Joyeux NOEL !
Je m'excuse pour ce petit retard de publication :s le chapitre était tout chaud, j'ai préféré le laisser refroidir un peu pour être sur qu'il vous plaise :D
Un grand MERCI à :
Triskelle Sparow, Miss 02 et Firefly pour vos reviews sur le chapitre précédent :)
Et ma petite Lyly qui reste toujours dans mon coeur d'auteur :)
ps : Miss 02 ... Je suis super contente que la fic te plaise :P J'ai hate de lire ton article ;) (tu pourras me filer le lien ? xD)
Petite Pub (allez soyons fou) pour une super fic que je kiffe grave (comment je parle moi dis donc ?)
Vous aimez Jackson Rathbone (acteur dans Twilight) vous rêvez de le rencontrer avec un accident de voiture ? N'hésitez plus et lisez : http:/ .net/s /6853054/1/ Un_coup_du_ destin !
http:/www ./ pages/ Apr%C3%A 8s-Tout/ 1640 629 90311475
Pour celles et ceux qui veulent nous rejoindre et me dire les + ou - de l'histoire !
Je vous laisse découvrir la suite... Qui va vous laisser le sur le BA BA ! (enfin... j'espère xD)
BISOUS !
Après tout, du haut de mes cinq ans, je vois le monde différemment que les autres filles de mon âge.
Tout d'abord parce que je suis surdouée. Ma mère aime se vanter auprès de ses amies de mon intelligence hors du commun, ma facilité d'adaptation et ma façon d'être une adulte junior. Elle adore raconter à tout va que grâce à ses longues heures de lecture shakespearienne en langue original et son écoute active de Mozart avaient stimulé le petit embryon que j'étais.
Je sais parler Français et Anglais couramment, je sais jouer du piano et du violon… Le seul domaine ou je n'excelle pas, c'est le sport. C'est tellement écœurant de transpirer, de rougir dès le moindre effort.
J'ai en horreur tout exercice physique. Je préfère largement faire attention à mes vêtements, à mes parures, à mon élocution et ma posture.
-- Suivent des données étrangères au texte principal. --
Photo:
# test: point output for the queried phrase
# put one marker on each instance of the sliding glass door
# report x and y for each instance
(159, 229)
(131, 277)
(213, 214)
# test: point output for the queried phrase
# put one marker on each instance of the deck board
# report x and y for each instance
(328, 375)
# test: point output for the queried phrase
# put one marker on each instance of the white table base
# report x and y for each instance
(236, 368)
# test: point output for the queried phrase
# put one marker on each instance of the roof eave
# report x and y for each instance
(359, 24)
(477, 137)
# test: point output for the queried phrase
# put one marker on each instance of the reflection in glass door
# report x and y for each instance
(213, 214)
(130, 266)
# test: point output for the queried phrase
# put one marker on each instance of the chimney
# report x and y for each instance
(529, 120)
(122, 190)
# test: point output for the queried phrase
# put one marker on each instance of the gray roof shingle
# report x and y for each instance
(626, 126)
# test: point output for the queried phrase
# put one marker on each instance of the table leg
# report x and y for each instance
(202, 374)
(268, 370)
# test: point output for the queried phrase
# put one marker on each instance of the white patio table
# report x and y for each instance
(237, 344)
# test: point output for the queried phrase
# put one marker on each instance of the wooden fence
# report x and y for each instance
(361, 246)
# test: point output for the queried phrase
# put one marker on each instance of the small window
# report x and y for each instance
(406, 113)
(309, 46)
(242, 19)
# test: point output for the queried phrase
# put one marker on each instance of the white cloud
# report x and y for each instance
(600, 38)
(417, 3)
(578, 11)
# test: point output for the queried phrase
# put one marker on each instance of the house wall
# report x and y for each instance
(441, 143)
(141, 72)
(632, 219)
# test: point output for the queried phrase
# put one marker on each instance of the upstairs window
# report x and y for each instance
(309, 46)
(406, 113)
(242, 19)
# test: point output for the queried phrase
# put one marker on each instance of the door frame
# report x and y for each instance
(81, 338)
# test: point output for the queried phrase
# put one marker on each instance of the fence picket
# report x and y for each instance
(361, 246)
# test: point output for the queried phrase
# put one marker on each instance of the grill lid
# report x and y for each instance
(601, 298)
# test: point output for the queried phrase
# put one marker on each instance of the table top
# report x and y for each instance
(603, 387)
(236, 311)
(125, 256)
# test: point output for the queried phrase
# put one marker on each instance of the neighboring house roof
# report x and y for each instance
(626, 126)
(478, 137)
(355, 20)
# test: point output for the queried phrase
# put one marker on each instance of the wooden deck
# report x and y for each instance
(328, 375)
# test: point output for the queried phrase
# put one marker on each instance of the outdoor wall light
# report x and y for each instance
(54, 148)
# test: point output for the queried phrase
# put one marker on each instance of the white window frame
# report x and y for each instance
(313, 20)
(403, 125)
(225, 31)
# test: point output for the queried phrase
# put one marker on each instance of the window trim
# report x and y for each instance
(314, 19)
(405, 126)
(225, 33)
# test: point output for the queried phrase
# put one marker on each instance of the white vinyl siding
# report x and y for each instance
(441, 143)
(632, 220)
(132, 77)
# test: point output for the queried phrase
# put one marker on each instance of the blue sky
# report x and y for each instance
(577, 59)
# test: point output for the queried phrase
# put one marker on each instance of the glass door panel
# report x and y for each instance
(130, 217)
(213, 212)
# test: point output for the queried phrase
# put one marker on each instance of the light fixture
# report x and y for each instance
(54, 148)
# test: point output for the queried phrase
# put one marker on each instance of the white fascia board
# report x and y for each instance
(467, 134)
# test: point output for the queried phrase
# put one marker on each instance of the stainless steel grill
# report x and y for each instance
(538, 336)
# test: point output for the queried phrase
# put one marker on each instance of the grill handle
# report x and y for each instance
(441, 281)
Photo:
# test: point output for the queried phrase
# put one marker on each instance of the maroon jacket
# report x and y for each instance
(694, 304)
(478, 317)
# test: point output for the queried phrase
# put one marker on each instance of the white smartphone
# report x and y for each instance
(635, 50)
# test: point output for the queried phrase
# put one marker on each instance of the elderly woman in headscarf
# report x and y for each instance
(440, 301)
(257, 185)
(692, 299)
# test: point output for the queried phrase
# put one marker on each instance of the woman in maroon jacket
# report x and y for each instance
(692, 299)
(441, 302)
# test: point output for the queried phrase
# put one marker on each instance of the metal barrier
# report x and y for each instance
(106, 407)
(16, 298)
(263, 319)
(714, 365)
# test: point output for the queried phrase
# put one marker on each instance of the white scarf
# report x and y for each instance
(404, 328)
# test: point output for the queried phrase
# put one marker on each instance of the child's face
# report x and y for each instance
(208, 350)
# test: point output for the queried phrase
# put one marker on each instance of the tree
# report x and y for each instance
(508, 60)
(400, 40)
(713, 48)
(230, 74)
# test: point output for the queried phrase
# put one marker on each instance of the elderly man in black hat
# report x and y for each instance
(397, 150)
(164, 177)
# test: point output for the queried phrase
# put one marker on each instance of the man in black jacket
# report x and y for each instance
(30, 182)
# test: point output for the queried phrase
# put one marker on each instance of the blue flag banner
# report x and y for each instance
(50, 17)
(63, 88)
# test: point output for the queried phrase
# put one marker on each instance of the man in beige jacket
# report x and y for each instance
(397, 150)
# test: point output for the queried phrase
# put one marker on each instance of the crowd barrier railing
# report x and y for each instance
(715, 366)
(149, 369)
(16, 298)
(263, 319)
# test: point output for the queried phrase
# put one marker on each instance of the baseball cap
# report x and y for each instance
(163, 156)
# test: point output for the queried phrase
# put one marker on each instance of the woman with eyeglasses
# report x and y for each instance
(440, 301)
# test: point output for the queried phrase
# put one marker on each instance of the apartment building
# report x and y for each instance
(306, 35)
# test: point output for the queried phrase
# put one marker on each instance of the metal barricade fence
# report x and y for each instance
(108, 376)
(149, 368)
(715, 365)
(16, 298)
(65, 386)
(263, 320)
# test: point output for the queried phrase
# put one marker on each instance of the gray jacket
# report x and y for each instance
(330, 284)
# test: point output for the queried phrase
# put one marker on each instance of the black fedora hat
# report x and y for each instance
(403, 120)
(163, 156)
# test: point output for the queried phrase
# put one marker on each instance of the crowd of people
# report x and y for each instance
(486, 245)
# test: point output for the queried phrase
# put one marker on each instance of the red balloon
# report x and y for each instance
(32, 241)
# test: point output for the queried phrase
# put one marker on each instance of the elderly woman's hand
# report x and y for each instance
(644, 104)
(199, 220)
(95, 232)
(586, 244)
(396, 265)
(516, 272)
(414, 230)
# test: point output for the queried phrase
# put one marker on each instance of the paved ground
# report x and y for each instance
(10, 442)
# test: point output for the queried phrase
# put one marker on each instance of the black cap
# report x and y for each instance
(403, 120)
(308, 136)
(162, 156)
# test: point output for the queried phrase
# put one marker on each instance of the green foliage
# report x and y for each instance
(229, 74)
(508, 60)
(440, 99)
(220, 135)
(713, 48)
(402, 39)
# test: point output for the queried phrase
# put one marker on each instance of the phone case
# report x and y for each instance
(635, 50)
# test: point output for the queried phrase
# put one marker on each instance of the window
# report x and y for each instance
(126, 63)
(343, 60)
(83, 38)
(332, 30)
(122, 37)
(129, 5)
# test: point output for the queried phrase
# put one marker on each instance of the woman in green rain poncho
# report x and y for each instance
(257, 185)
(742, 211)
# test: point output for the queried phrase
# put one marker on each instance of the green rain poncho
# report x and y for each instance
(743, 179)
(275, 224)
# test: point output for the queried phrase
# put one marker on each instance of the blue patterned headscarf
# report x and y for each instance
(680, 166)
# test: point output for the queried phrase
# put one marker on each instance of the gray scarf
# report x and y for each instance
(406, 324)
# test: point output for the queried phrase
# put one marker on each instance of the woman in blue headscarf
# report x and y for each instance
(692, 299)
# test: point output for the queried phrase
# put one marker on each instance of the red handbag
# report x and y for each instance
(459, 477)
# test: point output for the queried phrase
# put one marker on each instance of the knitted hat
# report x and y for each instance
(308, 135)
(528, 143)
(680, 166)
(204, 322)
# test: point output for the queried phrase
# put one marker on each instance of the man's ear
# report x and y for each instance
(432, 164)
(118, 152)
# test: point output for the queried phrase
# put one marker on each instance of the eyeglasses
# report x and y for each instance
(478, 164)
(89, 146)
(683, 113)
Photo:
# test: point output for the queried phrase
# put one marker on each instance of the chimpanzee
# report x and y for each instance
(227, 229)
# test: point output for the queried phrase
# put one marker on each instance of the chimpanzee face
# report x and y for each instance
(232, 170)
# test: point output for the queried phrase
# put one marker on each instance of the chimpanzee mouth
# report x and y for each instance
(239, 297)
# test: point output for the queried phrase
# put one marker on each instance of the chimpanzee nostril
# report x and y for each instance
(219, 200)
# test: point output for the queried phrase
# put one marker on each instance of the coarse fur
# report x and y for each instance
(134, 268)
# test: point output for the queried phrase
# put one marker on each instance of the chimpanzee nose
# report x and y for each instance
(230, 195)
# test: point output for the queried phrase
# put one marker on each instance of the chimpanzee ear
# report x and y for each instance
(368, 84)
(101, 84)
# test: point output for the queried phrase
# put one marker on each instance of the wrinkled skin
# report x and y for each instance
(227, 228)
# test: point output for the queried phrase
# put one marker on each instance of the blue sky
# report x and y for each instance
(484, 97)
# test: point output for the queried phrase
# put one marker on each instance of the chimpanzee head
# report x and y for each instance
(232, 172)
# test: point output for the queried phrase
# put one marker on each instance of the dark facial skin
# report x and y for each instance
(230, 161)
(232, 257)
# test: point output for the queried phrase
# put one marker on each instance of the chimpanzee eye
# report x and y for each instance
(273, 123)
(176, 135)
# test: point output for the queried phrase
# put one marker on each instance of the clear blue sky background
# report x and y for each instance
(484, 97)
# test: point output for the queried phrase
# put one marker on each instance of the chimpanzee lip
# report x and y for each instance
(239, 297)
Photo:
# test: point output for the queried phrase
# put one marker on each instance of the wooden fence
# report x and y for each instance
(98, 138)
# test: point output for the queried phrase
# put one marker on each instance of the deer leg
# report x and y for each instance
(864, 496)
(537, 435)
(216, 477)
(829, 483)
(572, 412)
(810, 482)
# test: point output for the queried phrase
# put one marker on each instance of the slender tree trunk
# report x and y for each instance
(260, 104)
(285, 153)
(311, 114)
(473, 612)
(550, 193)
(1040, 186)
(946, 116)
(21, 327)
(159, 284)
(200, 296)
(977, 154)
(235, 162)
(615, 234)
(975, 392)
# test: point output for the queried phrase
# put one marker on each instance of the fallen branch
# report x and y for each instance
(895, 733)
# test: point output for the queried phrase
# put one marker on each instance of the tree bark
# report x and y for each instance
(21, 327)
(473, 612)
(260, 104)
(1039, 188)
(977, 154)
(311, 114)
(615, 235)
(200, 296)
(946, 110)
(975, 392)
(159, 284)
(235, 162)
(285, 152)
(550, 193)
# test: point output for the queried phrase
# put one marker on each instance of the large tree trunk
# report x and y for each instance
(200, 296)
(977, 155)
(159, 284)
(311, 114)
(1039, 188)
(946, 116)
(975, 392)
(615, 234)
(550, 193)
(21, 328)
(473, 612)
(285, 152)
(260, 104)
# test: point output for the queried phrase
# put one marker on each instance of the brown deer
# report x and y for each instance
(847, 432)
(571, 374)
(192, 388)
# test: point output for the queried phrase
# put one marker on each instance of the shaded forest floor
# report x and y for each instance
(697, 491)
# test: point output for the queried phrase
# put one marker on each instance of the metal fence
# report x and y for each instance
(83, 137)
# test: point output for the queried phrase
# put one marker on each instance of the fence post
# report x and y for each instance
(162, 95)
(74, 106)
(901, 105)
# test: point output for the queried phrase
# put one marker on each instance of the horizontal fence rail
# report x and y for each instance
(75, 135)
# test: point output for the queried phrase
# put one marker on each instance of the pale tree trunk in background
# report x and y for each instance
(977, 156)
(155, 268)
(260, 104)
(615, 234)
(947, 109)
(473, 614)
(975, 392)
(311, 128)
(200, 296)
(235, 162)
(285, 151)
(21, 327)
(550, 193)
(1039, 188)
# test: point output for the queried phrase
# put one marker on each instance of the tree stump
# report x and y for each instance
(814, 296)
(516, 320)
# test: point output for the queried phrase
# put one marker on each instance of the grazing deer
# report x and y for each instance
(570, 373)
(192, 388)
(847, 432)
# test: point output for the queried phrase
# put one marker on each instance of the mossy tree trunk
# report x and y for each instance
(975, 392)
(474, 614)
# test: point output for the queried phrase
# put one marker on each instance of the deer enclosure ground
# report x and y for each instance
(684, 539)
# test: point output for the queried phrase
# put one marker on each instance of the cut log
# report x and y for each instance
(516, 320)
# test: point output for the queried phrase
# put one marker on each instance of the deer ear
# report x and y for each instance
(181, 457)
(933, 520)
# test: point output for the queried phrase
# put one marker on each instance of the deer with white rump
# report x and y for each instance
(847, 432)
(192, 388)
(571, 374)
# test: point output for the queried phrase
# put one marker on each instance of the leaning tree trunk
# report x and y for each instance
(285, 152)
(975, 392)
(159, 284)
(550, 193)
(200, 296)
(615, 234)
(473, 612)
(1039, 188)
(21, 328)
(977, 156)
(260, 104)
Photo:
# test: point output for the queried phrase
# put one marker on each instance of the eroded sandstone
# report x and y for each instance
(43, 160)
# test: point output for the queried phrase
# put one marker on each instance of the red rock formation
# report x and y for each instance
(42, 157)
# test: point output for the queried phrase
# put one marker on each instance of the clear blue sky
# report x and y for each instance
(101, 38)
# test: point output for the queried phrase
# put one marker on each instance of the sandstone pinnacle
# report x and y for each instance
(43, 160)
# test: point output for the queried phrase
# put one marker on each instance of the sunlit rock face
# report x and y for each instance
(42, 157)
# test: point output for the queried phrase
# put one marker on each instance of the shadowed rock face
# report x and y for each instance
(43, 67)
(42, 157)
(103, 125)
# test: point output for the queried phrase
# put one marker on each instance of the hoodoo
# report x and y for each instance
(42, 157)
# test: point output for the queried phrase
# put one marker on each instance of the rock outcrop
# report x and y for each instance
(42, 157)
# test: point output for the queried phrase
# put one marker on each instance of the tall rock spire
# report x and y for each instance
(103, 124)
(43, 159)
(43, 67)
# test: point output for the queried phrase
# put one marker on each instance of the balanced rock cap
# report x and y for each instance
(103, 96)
Bon, je ne passe pas des heures non plus à admirer ma petite frimousse brune, avec mes cheveux ondulés, mes yeux vert émeraude et mon petit nez en trompette.
Je suis un parfait mélange de mon père, un homme bondonnant de la quarantaine, brun aux yeux vert, qui adore me faire des câlins. Depuis que je suis petite, il adore me ramener des cadeaux après de long jours sans lui en me faisant un câlin de bisounours. Il tenait à ce que je vive une vie de petite fille normal. C'était sans compter ma mère, femme active de 35 ans qui adore prendre soin d'elle. Elle a le léger défaut de vouloir tout contrôler de ses yeux émeraude. Elle veut que je réussisse et suivit avec attention tous mes résultats. Par moment, elle adore me faire essayer toutes mes robes une à une.
Bien que, je dois le reconnaitre, j'aime m'amuser à défiler dans ma chambre au ton mauve et rose, enfin du côté buanderie. Car oui, de l'autre côté de la pièce, on trouve mon piano, mon lit à baldaquin et mon bureau. Dès que le temps s'y prete, Edouard, mon majordome, m'aide à mettre mon chevalet sur le balcon afin que je peigne les couleurs du jardin que j'ai en vue toute l'année.
Car oui, je viens dans le domaine du luxe. Je n'ai pas honte de l'avouer et je ne glorifie pas de ce titre.
Certes, mes parents sont des gens aisés, qui me gâte et me pourrisse de jouet, bijoux, vêtements… Mais ils me répètent que pour en arriver là, il faut travailler, tout le temps travailler.
Avoir le gout de la labeur, c'est ce que tente de me faire apprendre mes parents. Mais cela reste difficile pour moi, avec mon esprit vif et ma mémoire photographique.
Mes parents sont des personnes joviales et aimantes. Je n'ai jamais manqué de rien. Mon père est chef d'une petite entreprise et ma mère directrice d'une banque. Lorsque mes parents sont en déplacement, je vais chez ma grand-mère, une villa à côté de chez moi. Elle m'y apprend la culture religieuse et le vieux français.
Tous les dimanches matins, elle m'habille d'une robe rose pâle à froufrou, coiffe mes cheveux en tresse et m'amène louer le seigneur.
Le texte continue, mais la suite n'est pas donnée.